In sum: Judge Henderson is not exactly out in front defending right to keep and bear arms. Which makes the first part of her dissent a little eyebrow-raising, where she implicitly trashes the idea that a lot of recent academic studies on gun control are worth a damn.
Firearm policy is a “complex and dynamic” issue implicating “vast amounts of data” that the legislature is “far better equipped” to gather and analyze. Such “information can be difficult to obtain and the impact of certain conduct difficult to assess,” due to the different challenges facing different jurisdictions and the multiple factors that contribute to gun violence. Indeed, the data that does exist is either incomplete or influenced by partisanship: (Citations omitted.)
Judge Henderson then goes on to quote rather extensively the 2015 book American Political Culture: An Encyclopedia on the subject.
Few topics in the realm of U.S. justice and politics elicit a more polarizing response than that of gun control. . . . At the center of the debate is the fundamental question of whether firearms, specifically those owned and wielded by private citizens, do more harm than good in deterring violent crime. Despite intense scrutiny from so many fields, however, scholars have reached few solid conclusions to date. The answers to even basic questions (who is victimized, how many are victimized, and at what cost are they victimized) are fiercely disputed, resulting in a nebulous yet hotly contested understanding of the interplay between guns and crime. . . . Data exists to support both sides; the difficulty lies in separating partisanship and underlying attitudes from empirical observation and objective analysis. In truth, the isolation of such objectivity may be a logical impossibility.

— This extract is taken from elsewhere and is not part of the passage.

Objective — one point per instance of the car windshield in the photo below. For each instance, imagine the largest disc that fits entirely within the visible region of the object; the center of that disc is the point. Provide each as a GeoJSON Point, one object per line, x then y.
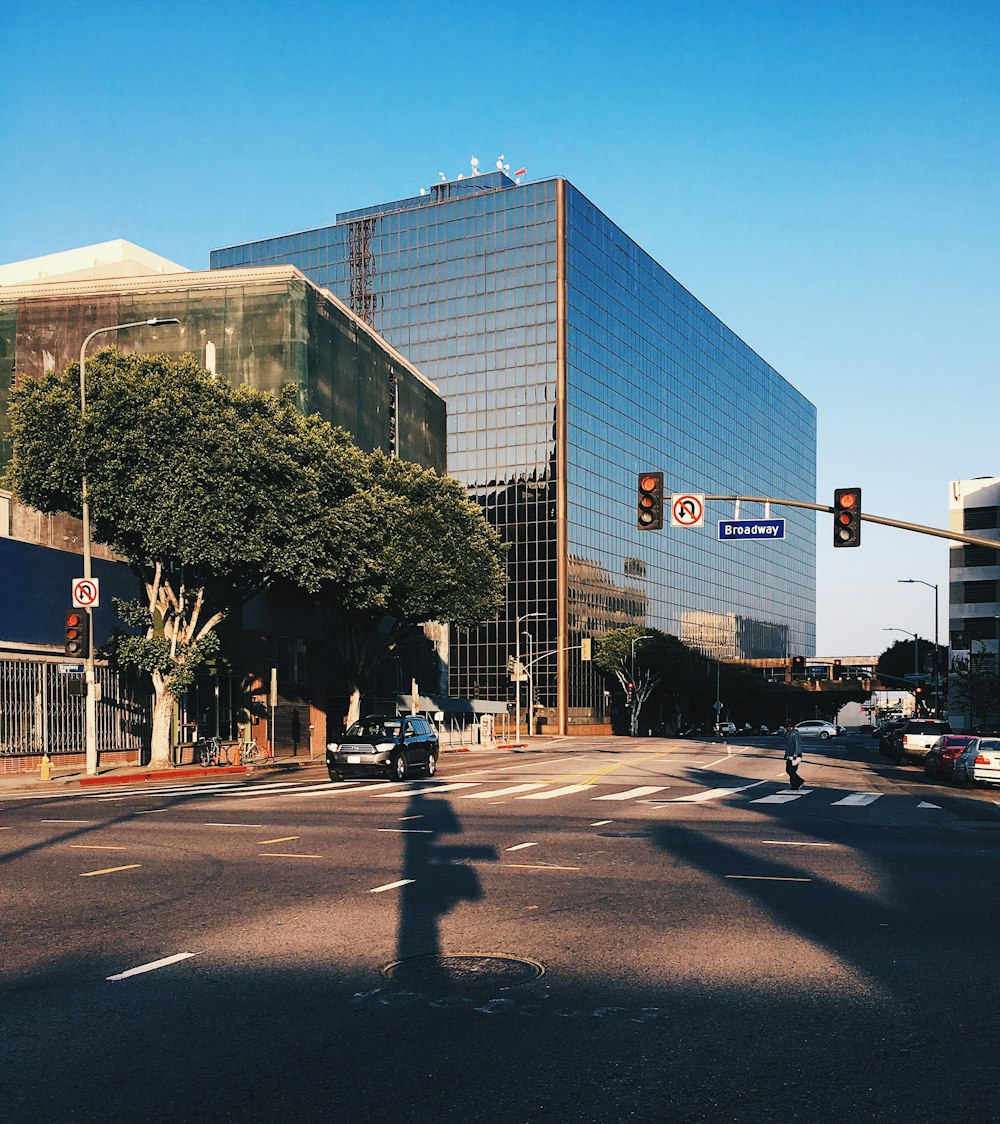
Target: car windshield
{"type": "Point", "coordinates": [374, 727]}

“Logical impossibility”. You don’t say.
There has been a push toward publication of studies with an ideological anti-gun tilt in academic journals of questionable veracity, as has been reported in TTAG and other venues. Institutions such as the Johns Hopkins Bloomberg School of Public Health’s Center for Gun Policy and Research (gee, I wonder where they get their funding?) have had their academic minions churning out anti-gun screeds for years, which are then duly parroted by Bloomberg-funded propaganda outlets like The Trace, and broadcast by a credulous (complicit?) media.

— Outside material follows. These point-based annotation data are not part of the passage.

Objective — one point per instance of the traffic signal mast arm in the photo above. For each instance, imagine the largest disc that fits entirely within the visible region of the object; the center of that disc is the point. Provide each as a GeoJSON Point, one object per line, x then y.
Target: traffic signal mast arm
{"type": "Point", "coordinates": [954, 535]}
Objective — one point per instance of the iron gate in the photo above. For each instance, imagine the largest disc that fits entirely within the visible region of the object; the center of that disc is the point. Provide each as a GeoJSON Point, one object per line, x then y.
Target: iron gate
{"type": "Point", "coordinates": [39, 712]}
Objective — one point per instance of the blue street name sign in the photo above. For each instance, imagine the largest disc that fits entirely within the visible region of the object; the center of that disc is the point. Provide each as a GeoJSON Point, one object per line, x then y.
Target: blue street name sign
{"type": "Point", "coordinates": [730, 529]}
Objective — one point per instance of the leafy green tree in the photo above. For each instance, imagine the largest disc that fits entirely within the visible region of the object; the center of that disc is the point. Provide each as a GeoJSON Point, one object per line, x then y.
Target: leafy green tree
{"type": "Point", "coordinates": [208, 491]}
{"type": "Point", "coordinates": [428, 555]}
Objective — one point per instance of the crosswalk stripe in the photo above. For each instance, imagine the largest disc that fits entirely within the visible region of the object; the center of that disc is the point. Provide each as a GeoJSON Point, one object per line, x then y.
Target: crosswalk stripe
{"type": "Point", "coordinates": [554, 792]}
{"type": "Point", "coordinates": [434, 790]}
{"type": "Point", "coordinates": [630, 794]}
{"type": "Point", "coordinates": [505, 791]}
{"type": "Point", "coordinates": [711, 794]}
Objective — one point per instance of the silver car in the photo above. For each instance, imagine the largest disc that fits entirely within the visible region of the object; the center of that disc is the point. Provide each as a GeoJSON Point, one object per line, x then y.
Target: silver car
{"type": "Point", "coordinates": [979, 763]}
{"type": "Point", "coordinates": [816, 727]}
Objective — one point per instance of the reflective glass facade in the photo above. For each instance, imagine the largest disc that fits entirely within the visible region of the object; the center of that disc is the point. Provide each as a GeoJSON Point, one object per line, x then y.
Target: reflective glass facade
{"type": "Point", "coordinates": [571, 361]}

Given that most of the gun control studies we’ve been seeing lately have been almost uniformly arguing against the right to keep and bear arms, it is gratifying to see that Judge Henderson, even though she apparently is unwilling to protect the Bill of Rights when it comes right down to it, still is intellectually honest enough to acknowledge that the plethora of anti-gun “science” we’ve been seeing lately are all just so much humbug.

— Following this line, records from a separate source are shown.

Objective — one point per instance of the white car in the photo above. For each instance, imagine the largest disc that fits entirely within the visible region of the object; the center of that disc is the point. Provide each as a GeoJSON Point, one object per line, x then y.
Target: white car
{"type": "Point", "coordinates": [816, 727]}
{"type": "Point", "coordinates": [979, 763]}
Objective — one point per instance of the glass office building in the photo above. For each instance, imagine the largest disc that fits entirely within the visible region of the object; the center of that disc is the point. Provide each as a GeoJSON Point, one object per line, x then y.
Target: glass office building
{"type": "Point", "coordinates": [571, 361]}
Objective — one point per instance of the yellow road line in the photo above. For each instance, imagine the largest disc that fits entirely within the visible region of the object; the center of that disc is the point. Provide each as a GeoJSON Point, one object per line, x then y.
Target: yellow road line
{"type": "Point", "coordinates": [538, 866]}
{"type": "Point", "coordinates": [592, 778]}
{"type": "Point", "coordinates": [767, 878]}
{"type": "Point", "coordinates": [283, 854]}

In other news – Judge Henderson isn’t the only one playing against type in the Heller III decision. Judge Patricia Millett — appointed to the Court of Appeals by President Obama in 2013 — joined Judge Ginsburg’s opinion striking down several parts of the District’s firearms laws. In fact, according to Newsbusters.com, Millett was one of the judges for whom Democrats nuked the filibuster to ensure her confirmation to the bench.
Perhaps this shouldn’t be a surprise. According to her bio, Judge Millett holds a “second degree black belt in Tae Kwon Do.” I wonder if her affinity for self defense might have influenced her attitude at all?
DISCLAIMER: The above is an opinion piece; it is not legal advice, nor does it create an attorney-client relationship in any sense. If you need legal advice in any matter, you are strongly urged to hire and consult your own counsel. This post is entirely my own, and does not represent the positions, opinions, or strategies of my firm or clients.